Wednesday, July 13, 2011

A brief summer

TBA's day job occasionally comes close to resembling actual work, and the past couple of weeks have been one of those times: four appellate briefs due in the same 30-day window. Hence, light posting. Just didn't want y'all to think I didn't care any more. The good news is, I actually kinda expect to win all four of these appeals, in some sense or other of "winning."

... Work aside, this is some crazy stuff here (via):
Since 1976, according to a new report, Alabama judges have rejected sentencing recommendations from capital juries 107 times. In 98 of those cases, or 92 percent of them, judges imposed the death penalty after juries had called for a life sentence.

More than 20 percent of the people on death row in Alabama are there because of such overrides, according to the report, from the Equal Justice Initiative, a nonprofit law firm that represents poor people and prisoners. The overrides in Alabama contributed to the highest per capita death sentencing rate in the nation, far outstripping Texas.
Once again, the sole reason for the existence of Alabama appears to be "making Mississippi look good."

This quote takes the cake:
“If you didn’t have something like that,” said Judge Ferrill D. McRae, who spent 40 years on the bench in Mobile before he retired in 2006, “a jury with no experience in other cases would be making the ultimate decision, based on nothing. The judge has seen many, many cases, not just one.”
Well, what an excellent argument for the abolition of the jury system altogether! Silly amateurs! Who let them into the courtroom?

Judge McRae, says the article, has ordered six defendants executed and the jury be damned, though he's never reversed a jury-imposed capital verdict.

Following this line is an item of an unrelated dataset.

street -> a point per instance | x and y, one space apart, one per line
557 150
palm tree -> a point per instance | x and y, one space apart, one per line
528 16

I wonder if he has stickers on his bench, like WW2 aces.


  1. Scary point you may have missed: In the 1980s, the Supreme Court held the phrase "heinous atrocious and cruel" as used in Oklahoma's scheme to be too vague-- it could cover any murder. So some definition was required to narrow jury discretion. In the mid-80s, the Fifth Circuit held that Mississippi's use of the same language was distinguishable; in 1991ish, the Supreme Court held that it wasn't distinguishable (and explicitly stated that a Fifth Circuit case that was followed closely by an execution, Edward Earl Johnson, was so wrong that reasonable jurists could not have held what the CA5 held-- in a Charles Clark opinion (surprise surprise).

    SO! I was immediately struck by the judge in Alabama saying the reason he had to do jury overrides was that jurors just didn't understand what H.A.C. meant. AAARGGGH!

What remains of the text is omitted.